Agent Spiel: Two journeys through metaphysical hell and a horde of angry locusts.

Yes, my Satanic darlings, welcome to the nightmare landscape we call home. It's time for another Metal Night.

Let me tell, Jesus Christ Our Lord and Savior did not fare well this night. No, not at all. We invited him to Metal Night a while back, but like the hippy he is, he fucking blew us off until we lured him with the promise of  pure artisan dick water to turn to some pretentious wine. He never shares his 'shrooms, either, though he could feed 5000 easily. He's just been kind of bitter since The Passion. Bad memories and shit.

But we had the upper hand. As soon as he walked through the door, we clubbed him with our demon mallets, hung his ass upon the upside down cross we had prepared (we didn't bother nails, already had holes in his fuckin' wrists) and subjected him to the unholy terrors of this evenings selection...


The desert winds blow cold in the endless night that envelops our realm.  Stars whirl around this hurdling rock as we huddle in our desert outpost. This is the forbidden land. This is a place of solitude, where the doorways to other places hide in rocky outcroppings and at the top of unknown mesas.  Here, in the blasted wasteland that lies south of our forest home, Bloodmace and I prepare to wrestle with the figure that stands central in the metal pantheon, Jesus Christ.  That’s right, with all the talk of Satan and evil we tend to forget that these are Christian concepts. We tend to overlook the fact that this music, with all its conflicted views of morality, is essentially a kind of cultural debate among Christians.  We brandish our symbols of evil for parents, teachers, or priests. We display them as you would a cross to a vampire, warding off their unwanted advances.  The first portion of our journey was a difficult one indeed, for we had on the platter one of the densest, most philosophical and musically diverse albums we have yet seen at metal night.

 

  The Meads of Asphodel's 2010 opus 'The Murder of Jesus The Jew was that masterwork. What an amazing album. The music is hard to label, hard to put a finger on. They are a very eccentric black metal band. Call them the British version of Sigh, but with an eclectic Hawkwind influence. Darkly trippy, progressive stuff, but the lyrics are a hardcore gnostic theological treatise on the Death of Jesus Christ, complete with a 10,000 word manifesto explaining every lyric, available only on their website. Prog metal with an intellectually obsessive, intensely psychotic edge. This is a band to slowly savor over time, as their back catalog is deep as their music.
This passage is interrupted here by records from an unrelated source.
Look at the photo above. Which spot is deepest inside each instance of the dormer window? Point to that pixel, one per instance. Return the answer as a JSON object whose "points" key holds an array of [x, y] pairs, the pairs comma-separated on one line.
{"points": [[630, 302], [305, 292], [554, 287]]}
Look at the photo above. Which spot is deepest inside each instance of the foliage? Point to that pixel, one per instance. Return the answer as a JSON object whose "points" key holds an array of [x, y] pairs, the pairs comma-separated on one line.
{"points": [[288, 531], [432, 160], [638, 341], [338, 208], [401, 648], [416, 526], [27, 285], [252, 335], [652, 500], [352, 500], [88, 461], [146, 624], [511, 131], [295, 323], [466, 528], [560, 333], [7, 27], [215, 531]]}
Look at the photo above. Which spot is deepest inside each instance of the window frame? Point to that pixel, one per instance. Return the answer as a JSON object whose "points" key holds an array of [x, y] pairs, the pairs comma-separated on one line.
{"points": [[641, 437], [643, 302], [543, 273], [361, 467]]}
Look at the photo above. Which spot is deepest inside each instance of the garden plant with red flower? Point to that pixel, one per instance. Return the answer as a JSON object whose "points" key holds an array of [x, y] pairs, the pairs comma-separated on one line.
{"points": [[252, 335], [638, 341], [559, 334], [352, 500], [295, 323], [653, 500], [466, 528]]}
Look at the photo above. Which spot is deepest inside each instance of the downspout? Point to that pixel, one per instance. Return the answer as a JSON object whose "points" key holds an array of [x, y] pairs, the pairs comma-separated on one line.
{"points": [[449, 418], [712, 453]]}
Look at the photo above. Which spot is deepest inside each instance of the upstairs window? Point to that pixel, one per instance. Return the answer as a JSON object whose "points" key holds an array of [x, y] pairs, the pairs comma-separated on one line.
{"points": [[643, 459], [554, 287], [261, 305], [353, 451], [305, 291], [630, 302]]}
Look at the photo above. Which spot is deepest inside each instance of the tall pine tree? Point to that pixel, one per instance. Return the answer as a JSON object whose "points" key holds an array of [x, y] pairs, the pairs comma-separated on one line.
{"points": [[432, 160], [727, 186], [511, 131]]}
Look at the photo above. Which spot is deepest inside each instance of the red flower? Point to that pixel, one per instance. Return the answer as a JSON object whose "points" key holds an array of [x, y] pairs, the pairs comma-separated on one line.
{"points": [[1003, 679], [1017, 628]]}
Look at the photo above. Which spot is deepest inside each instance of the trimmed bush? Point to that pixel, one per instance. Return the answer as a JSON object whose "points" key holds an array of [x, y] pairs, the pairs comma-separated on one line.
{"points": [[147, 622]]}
Our Journey thus begun, we broke out our supply of Mexican brandy to soothe our frayed nerves. We had questioned everything, examined our own faith and come out the other side of the tunnel harried and nearly broken. We were alive though, and feeling stronger by the minute. Bloodmace, wiping crimson stains from the blade of his tremendous saber, continues to blaspheme.

“Tonight my friend, we shall hear black metal with SAXAPHONE”.
My heart drops into my ribcage. My comrade has most certainly lost his mind. Nothing could be more terrifying to a metal fan, especially a black metal fan, than to hear that one of his favorite artists has a sax in the band.  Now I know a lot of sax players and they really aren’t as bad as people say. Some of them won’t even steal from you.  Sax in a metal tune though….no way dude! Trumpets, yes, strings, sure, tympani, great! But this sax?  Hmmmmm. We are out in the forbidden lands though, and we have come here to challenge ourselves. The essence of our quest is to reach beyond the surface of this music, to reach beyond ourselves and discover what lies beyond our narrow horizons. The otherworldly winds, now whispering, now howling call out to us their siren’s song. The yawning abyss lurks there in the darkness and we have come to ride its torrid currents until it lies broken and cringing at the sting of our lashes.  And then the madness begins…
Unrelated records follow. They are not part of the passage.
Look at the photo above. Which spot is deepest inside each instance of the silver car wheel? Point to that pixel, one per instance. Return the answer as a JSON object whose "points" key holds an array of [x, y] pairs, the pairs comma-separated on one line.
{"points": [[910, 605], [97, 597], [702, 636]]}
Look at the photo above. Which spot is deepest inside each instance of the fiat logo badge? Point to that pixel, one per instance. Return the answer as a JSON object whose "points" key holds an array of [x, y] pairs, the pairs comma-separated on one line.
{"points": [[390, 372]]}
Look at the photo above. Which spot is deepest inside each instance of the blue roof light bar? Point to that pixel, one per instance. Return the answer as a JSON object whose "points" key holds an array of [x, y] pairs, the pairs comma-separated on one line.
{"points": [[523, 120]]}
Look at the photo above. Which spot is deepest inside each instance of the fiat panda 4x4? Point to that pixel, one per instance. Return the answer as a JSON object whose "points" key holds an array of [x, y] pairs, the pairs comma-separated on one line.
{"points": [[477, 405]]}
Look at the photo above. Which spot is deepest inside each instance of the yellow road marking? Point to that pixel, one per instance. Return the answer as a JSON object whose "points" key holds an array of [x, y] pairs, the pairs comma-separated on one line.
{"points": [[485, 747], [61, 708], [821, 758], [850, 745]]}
We then listened to former Norwegian corpsefucking black metal progenitor turned Fancy Dan music instructor Ihsahn, formerly of Emperor. This is his third solo album, and his most mature sounding to date. Usually when critics employ that term, it's a sign that an album is about as interesting and heavy as documentary about collective bargaining, and I must admit, this album does sound pretty chill coming after a weirdo holocaust like The Meads. but the staggering musicianship and jagged prog riffs keep this thing alternately chugging and gliding along. Perhaps it's too professional sounding, too pristine, and the lauded saxophone experiments work only half the time, and the other half sounding  like Miami Vice. This was still one of my favorite albums of 2010.


And so there was a great rushing of winds. Screaming. Long wings flap faster while light turns dark and back again. I notice the smell of gingerbread and coffee as blood falls up from the slick mud below us. Axes and maces crash and spark. Falling up. Claws reach out from walls that were once floors and we slide down or sideways as a mass of bony reptiles lick at the air with tongues of blue fire. It seems as though this might be our last quest into the unknown. Suddenly, out of the chaos, a throaty growl penetrates the chamber.  The growl widens into a shriek and a massive paw swipes the reptilian horde aside. Our trusted companion Mr. Paw, the cat, has heard our cries and come to the rescue! We are indeed lucky, for as everyone knows, cats can travel freely between all dimensions. In this particular dimension, however, Mr. Paw is many times the size he is in our own plane. He dispatches of the lizards quickly but hurries us to the nearest doorway to our own dimension, explaining that he has heard some unwholesome noises passing close and that we should all hasten to depart as soon as possible.

We exit the cavern and return, via a cave neither of us have ever noticed, but near the hut we have called home for this metal night. The dusty hut seems like Jenkabala palace itself after our travails in the lizard dimension and the brandy brushes the dust from our parched throats as we begin the last stretch of our travels.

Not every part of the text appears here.